Heather Hogan: I dunno, though. Dunham has never said that the show is representative of all girls everywhere, and, in fact, the show responded to the criticism about race — which Dunham has admitted is a valid concern — in a very meta way this season with Donald Glover. I think women have been so underrepresented on TV for so long that when a show about women, written by women, performed by women, produced by women, edited by women, and directed by women comes along and doesn’t resonate with our own life experiences, we have a tendency to get incandescent with rage. Like, where are the dudes going, “God, I just cannot watch these unlikable assholes on my TV! Get out of here, Don Draper and Walter White and Dexter and Jack Bauer and Tony Soprano and Nucky Thompson!” Those guys are golden age antiheroes and they don’t have to be likeable or fuckable or representative of all men everywhere. How come Girls has to be those things?

Trish Bendix: The L Word is to lesbians is what Girls is to a specific generation of young women. L Word Fans: “We don’t have enough women of color on this show” vs. Girls Fans: “We don’t have enough women of color on this show.” Ilene: “There will be more, give us time.” vs. Lena: “There will be more, give us time.” “Where the butch/bi/poly/not-LA-attractive/real lesbians?” vs. Every other complaint about anything Girls does not have outside of white women.

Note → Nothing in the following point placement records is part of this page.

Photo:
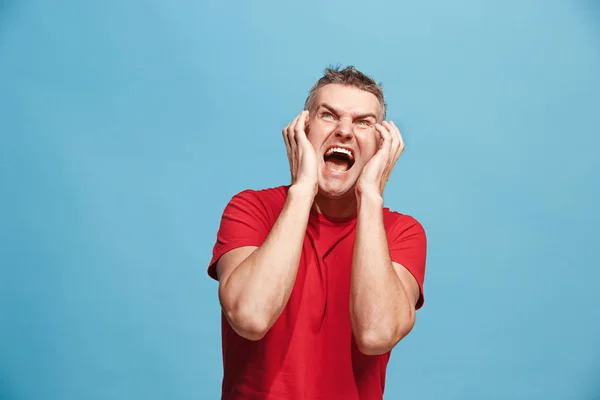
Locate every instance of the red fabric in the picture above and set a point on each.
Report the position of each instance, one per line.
(309, 353)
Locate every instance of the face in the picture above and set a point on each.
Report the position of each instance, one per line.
(341, 128)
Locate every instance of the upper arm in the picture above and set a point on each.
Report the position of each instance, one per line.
(409, 282)
(408, 250)
(244, 226)
(231, 260)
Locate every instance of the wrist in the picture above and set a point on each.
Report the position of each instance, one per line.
(302, 193)
(371, 195)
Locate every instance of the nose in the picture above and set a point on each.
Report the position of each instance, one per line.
(344, 129)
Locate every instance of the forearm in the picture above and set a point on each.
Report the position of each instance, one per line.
(380, 308)
(255, 293)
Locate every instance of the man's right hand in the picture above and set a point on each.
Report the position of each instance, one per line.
(301, 154)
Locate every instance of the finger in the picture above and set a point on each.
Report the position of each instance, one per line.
(293, 144)
(386, 138)
(395, 135)
(288, 148)
(299, 132)
(401, 144)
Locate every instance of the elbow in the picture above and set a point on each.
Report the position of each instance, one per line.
(247, 324)
(374, 342)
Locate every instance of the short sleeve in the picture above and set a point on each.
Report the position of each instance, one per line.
(408, 246)
(244, 222)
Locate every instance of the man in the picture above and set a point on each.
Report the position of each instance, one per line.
(317, 280)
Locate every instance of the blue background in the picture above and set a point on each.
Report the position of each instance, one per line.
(127, 126)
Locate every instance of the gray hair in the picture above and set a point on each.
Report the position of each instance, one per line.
(348, 76)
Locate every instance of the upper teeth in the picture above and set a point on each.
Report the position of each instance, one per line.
(339, 150)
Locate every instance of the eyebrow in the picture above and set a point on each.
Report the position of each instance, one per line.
(337, 112)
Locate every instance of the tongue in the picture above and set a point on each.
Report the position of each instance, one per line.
(337, 163)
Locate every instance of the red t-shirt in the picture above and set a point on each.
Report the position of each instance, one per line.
(309, 353)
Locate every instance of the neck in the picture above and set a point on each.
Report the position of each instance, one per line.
(336, 208)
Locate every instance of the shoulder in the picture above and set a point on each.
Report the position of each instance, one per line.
(395, 221)
(267, 202)
(268, 196)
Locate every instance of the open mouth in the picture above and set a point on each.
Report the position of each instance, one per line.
(338, 159)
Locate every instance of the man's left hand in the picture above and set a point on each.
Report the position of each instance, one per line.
(376, 173)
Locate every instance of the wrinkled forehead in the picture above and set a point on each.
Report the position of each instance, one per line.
(348, 99)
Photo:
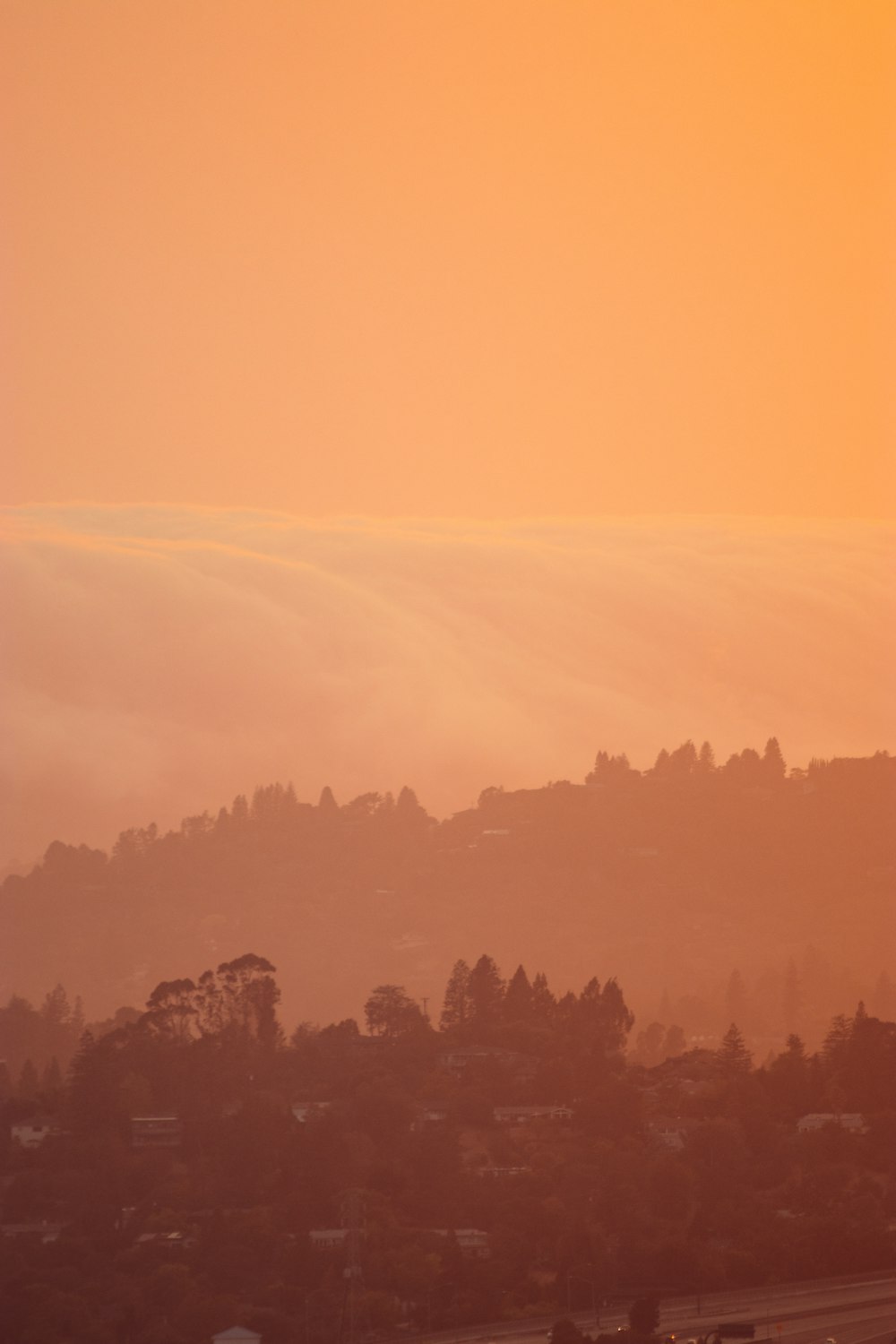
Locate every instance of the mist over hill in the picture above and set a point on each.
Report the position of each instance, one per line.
(158, 658)
(712, 892)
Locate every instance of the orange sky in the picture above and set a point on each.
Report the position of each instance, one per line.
(473, 257)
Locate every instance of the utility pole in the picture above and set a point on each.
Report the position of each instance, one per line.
(352, 1215)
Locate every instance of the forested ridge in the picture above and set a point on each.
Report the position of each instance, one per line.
(715, 892)
(495, 1158)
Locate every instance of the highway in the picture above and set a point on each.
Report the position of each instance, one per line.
(855, 1311)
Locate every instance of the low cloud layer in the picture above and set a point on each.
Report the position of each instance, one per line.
(160, 660)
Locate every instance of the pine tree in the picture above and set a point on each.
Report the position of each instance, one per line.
(457, 1008)
(543, 1002)
(734, 1058)
(487, 996)
(29, 1083)
(772, 762)
(517, 1000)
(707, 760)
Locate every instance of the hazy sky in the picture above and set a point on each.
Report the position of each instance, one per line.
(300, 280)
(163, 660)
(450, 257)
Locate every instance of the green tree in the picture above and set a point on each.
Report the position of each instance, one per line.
(487, 995)
(734, 1058)
(643, 1314)
(457, 1008)
(392, 1012)
(517, 1000)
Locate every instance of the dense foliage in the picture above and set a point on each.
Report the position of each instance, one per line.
(723, 884)
(408, 1148)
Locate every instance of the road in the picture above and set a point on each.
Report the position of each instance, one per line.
(848, 1311)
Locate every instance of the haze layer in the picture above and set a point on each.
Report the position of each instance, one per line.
(164, 659)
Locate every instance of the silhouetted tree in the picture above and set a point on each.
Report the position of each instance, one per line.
(392, 1012)
(487, 994)
(734, 1058)
(457, 1010)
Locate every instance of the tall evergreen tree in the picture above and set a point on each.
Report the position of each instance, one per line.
(734, 1058)
(457, 1010)
(517, 1000)
(487, 996)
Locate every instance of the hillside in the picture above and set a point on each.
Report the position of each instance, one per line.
(702, 881)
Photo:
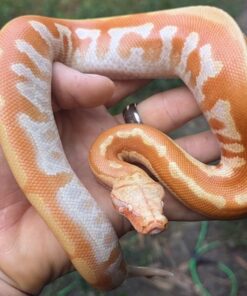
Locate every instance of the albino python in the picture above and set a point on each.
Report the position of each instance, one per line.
(201, 45)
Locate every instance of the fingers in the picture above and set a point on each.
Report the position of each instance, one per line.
(72, 89)
(125, 88)
(169, 110)
(203, 146)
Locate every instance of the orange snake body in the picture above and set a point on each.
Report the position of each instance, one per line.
(201, 45)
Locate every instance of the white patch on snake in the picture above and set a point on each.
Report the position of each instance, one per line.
(72, 198)
(56, 45)
(210, 68)
(221, 111)
(112, 62)
(216, 200)
(43, 64)
(167, 34)
(46, 151)
(241, 199)
(34, 89)
(190, 44)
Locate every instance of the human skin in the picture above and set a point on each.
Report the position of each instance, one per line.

I can’t even imagine writing a show for lesbians or for girls and having people be happy about it. I could do my best trying to write about multicultural experiences, but I’d probably fail miserably. Do I want to see more versatility? Yes. I’ve been bugging Lena about having a lesbian since I heard about this show, but eventually I just stopped and decided to enjoy it for what it is.

Heather Hogan: I think that’s the exact thing, Trish: Learning to be content with a woman’s artistic expression without becoming complacent about the representative needs of women as a whole. It seems like an impossible task. But I that’s what AfterEllen.com is for.